The two new zombie-themed activities are giving a glimpse at the type of non-gambling experiences casino destinations in the future could be looking to create.

Fear the Walking Dead is based on the eponymous TV show, and it transports teams of paying customers into a maze-like post-apocalypse community college populated by zombies. The zombies here are played by actors, of course, and the college is a set, but the experience becomes something like an interactive ride, like Disneyland morphed with video games.

MGM will be jumping into the undead fray with “Zombie Survival,” which will be one of the immersive virtual reality options available at their new VR arena at Level Up in the MGM Grand.

Social Promotion

MGM has teamed up with VR entertainment specialists Zero Latency to create the 2,000-square-foot thunderdome that immerses players in a freely-navigable digital universe, while strapped to wireless goggles and wearable computers. Promoters are calling the new corner of MGM’s millennial-focused video- and skill-gaming hub Las Vegas’ first ever free-roaming multi-player VR arena.

Zero Latency CEO Tim Ruse said that the arena emphasizes the strong social element that virtual reality can bring to gaming.

“When it comes to playing games, and exploring new worlds in virtual reality, more people means more fun,” he said. “Technology can often be isolating but we are determined to continue to design games and experiences that bring people together to have mind-blowing VR adventures and forge real memories that can last a lifetime.”

Along with Zombie Survival, the arena will offer an experience called “Singularity,” which involves teams battling killer robots in a secretive military research station, and “Engineerium,” a puzzle adventure set in “a fantastical world with flying whales, giant parrots and colorful creatures.”

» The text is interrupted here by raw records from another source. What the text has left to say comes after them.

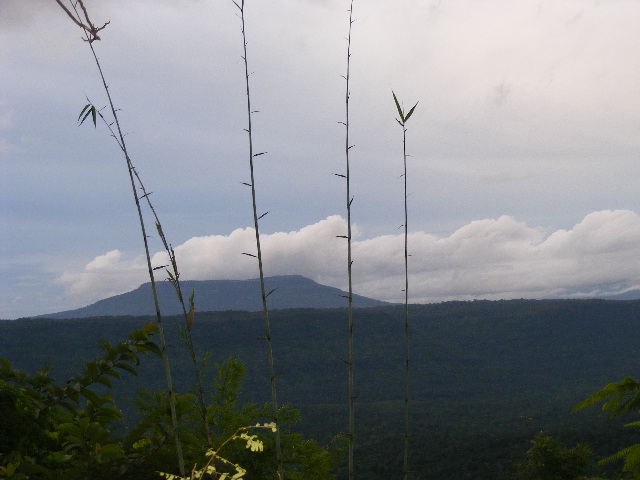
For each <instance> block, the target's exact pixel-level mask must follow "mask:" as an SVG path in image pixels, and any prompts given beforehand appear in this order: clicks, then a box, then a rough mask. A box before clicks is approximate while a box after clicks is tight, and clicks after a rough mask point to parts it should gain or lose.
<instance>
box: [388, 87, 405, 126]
mask: <svg viewBox="0 0 640 480" xmlns="http://www.w3.org/2000/svg"><path fill="white" fill-rule="evenodd" d="M391 93H393V101H394V102H396V108H397V109H398V115H400V118H401V119H402V120H404V113H403V112H402V108H401V107H400V102H398V98H397V97H396V94H395V92H394V91H393V90H391ZM401 125H403V124H401Z"/></svg>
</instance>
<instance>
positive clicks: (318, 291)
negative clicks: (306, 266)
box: [39, 275, 389, 318]
mask: <svg viewBox="0 0 640 480" xmlns="http://www.w3.org/2000/svg"><path fill="white" fill-rule="evenodd" d="M180 285H181V287H182V293H183V295H185V296H187V297H188V296H189V295H191V292H192V291H195V305H196V311H198V312H213V311H226V310H242V311H249V312H253V311H258V310H262V298H261V295H260V280H259V279H252V280H203V281H195V280H187V281H182V282H180ZM265 285H266V289H267V292H269V291H270V290H273V289H275V291H274V292H273V293H272V294H271V295H270V296H269V308H270V309H278V310H281V309H289V308H340V307H346V305H347V301H346V299H345V297H344V296H345V295H346V293H345V292H343V291H342V290H340V289H338V288H333V287H327V286H325V285H320V284H319V283H316V282H314V281H313V280H309V279H308V278H305V277H302V276H300V275H282V276H276V277H267V278H265ZM156 288H157V291H158V299H159V301H160V310H161V312H162V313H163V314H164V315H178V314H180V313H182V307H181V306H180V304H179V303H178V300H177V298H176V292H175V290H174V288H173V286H172V285H171V284H170V283H169V282H168V281H163V282H158V283H157V284H156ZM353 305H354V307H375V306H381V305H389V304H388V303H386V302H382V301H380V300H374V299H372V298H367V297H363V296H360V295H354V296H353ZM124 315H131V316H144V315H155V308H154V305H153V300H152V296H151V284H150V283H144V284H142V285H140V286H139V287H138V288H137V289H135V290H133V291H131V292H128V293H123V294H121V295H116V296H114V297H109V298H105V299H104V300H100V301H98V302H96V303H94V304H92V305H88V306H86V307H82V308H78V309H76V310H67V311H64V312H58V313H51V314H46V315H39V317H40V318H87V317H105V316H113V317H115V316H124Z"/></svg>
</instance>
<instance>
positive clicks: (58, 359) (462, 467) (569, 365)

“We were looking to bring a unique entertainment element to MGM Grand and found the perfect fit with Zero Latency, who create virtual reality gaming experiences using astounding technology,” said President and COO of MGM Grand Scott Sibella of the new VR arena. “There is simply nothing like this anywhere in Las Vegas,”

Chasing Millennials

The VR arena at MGM is just a small part of Level Up, a 12,000-square-foot lounge that MGM is trying to turn into a must-visit destination for millennial gamers who may or may not be ready to cross over into gambling. At Level Up you can play, for example, the world’s first Frogger machine played for money, or wager with friends on a few holes of augmented reality golf.

There are machines offering more traditional casino gaming, too, like blackjack and roulette, but even these are set up differently, attempting to create a more social, multi-player dynamic. Because you know, that’s what these millennial kids like, supposedly.

Level Up also offers games that have little to do with gambling, such as foosball, ping pong, Giant Pac-Man, and Connect Four.